I’d like to take a moment to thank those readers who email, call or write with comments and questions. As an example, every summer season I receive a significant number of requests from local readers to reprint this particular column from several years ago. It’s as timely now as it was then.
‘I’m on vacation! I’m going to have fun and do what I want to do!’
For those of us who derive our livelihood from this resort area, that’s music to our ears. But I’ve noticed a recurring pattern that seems to be specific to vacation destinations: frequent car crashes and driving-related incidents. Week after week, we read about serious mishaps on the roads of this and other resort areas. According to the National Highway Traffic Safety Administration, it’s the summer months that stand out in the huge number of careless accidents resulting in severe injuries or worse. Indeed, July, August, and September lead the way in the number of motoring fatalities. In case you might think that this increase is due to the greater number of summer miles driven, these months statistically produce the highest death rate per mile (USATODAY Health Spotlight: www.usatoday.com).
Here at the beach, I observe more red lights ignored, more tailgating, more aggressive lane changes and more speeding than I ever see in large metropolitan areas. I even witnessed, with my own eyes, a driver waving a pistol at the occupants of a car next to him at a light here on Rt. 1. Do these people drive and behave like that at home? Maybe so, maybe not—but (as you have probably begun to suspect by now) I have some thoughts on the subject!
Is there a mindset that takes over when we go on vacation? I have known people who are married, or otherwise engaged, who tell me about affairs they had while on vacation. Often, they excuse the severity of these lapses by rationalizing, ‘Well, I was on vacation, so I could do what I wanted,’ as if there would be no consequences of their actions when they returned home to their partners and their daily routines. Is it perhaps this attitude that fuels the reckless, sometimes rude, behavior that can result in senseless car crashes (not to mention the associated human toll)?
So many people work in jobs they dislike, or for people they dislike. Though it often makes financial sense to endure work-related stress, my experience has shown that anger generated in the workplace doesn’t go away. It may be suppressed, but when vacation time finally comes around, the resentment is set free. With no boss or co-workers to ‘take it out on,’ the anger is directed at other drivers (co-workers’) and authority, symbolized, in part, by traffic laws (the boss’).
It’s most surely a rebellion against authority, but it’s a misplaced rebellion. People who feel that they have too little control over their lives need to address the issue—but not on the highways and streets of resort towns. They’re not liberating themselves by thinking, ‘To heck with this red light’ or ‘I’m driving and dialing my phone at the same time’but I’m away from home and on vacation, so who cares!’
Usually, these feelings are not entirely conscious, but they do characterize the psychology of vacationing. Don’t get me wrong: A vacation is a necessary part of life. A break from everyday routines is vital to good mental health. But none of us—including vacationers themselves—benefit from this harmful, even irrational, approach to letting loose. People can, and do, die from it.
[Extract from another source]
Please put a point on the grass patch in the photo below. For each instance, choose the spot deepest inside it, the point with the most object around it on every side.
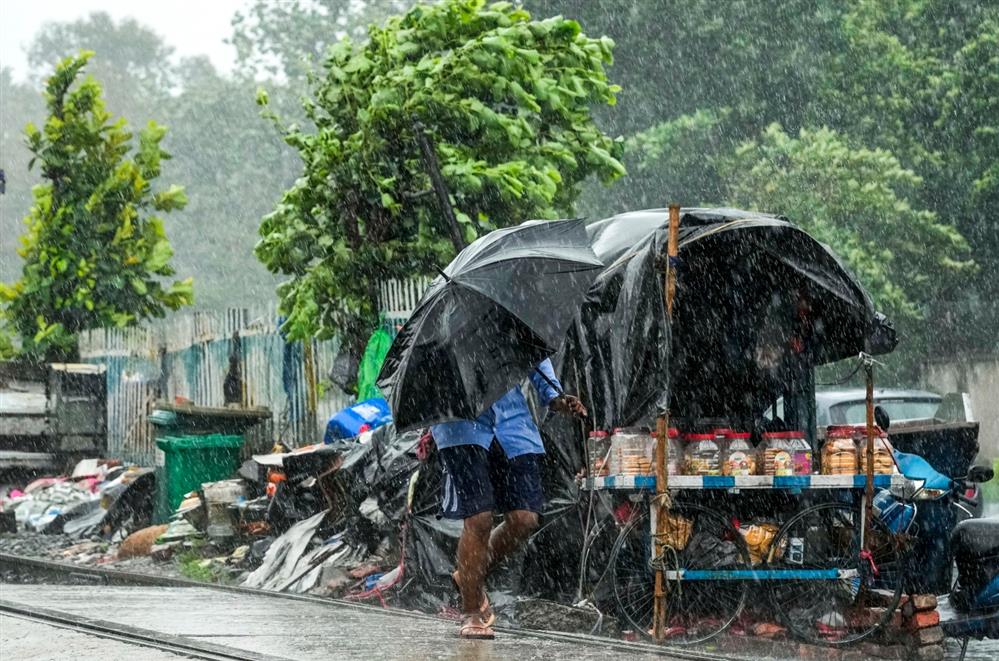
(193, 565)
Though it’s far from an official psychological diagnosis, occasionally this phenomenon is referred to as ‘Vacation Syndrome.’ Vacation Syndrome is what happens when an individual tries to get rid of ALL responsibilities, instead of just some. For example, there’s nothing irresponsible about leaving voice mail and business email at home. In fact, that’s the whole point of taking a break.
But, shedding all responsibility, including the need to drive while sober, to stop at red lights and stop signs, and to act with civility, dignity and good sense (even while having fun) is where the problem of Vacation Syndrome begins. Do you ever wonder what’s going on in the minds of those who subject their fragile baby to a ‘stroller run’ on the rocky, narrow shoulder of a busy road? Or those who merrily ride their bikes or roller blade in the middle of the street, ignoring the designated bike lanes? Just because they’re at the beach doesn’t make these activities any less treacherous than they would be at home.
Perhaps those who show signs of Vacation Syndrome take too little care of themselves during the rest of the year. If they allowed themselves a little more fun in their day-to-day activities, they might not depend so much on their vacation to provide it all. Whatever the causes of their stress (and it might be perfectly understandable stress), it doesn’t make sense to play it out by endangering themselves and everyone else at this otherwise peaceful, summer playground.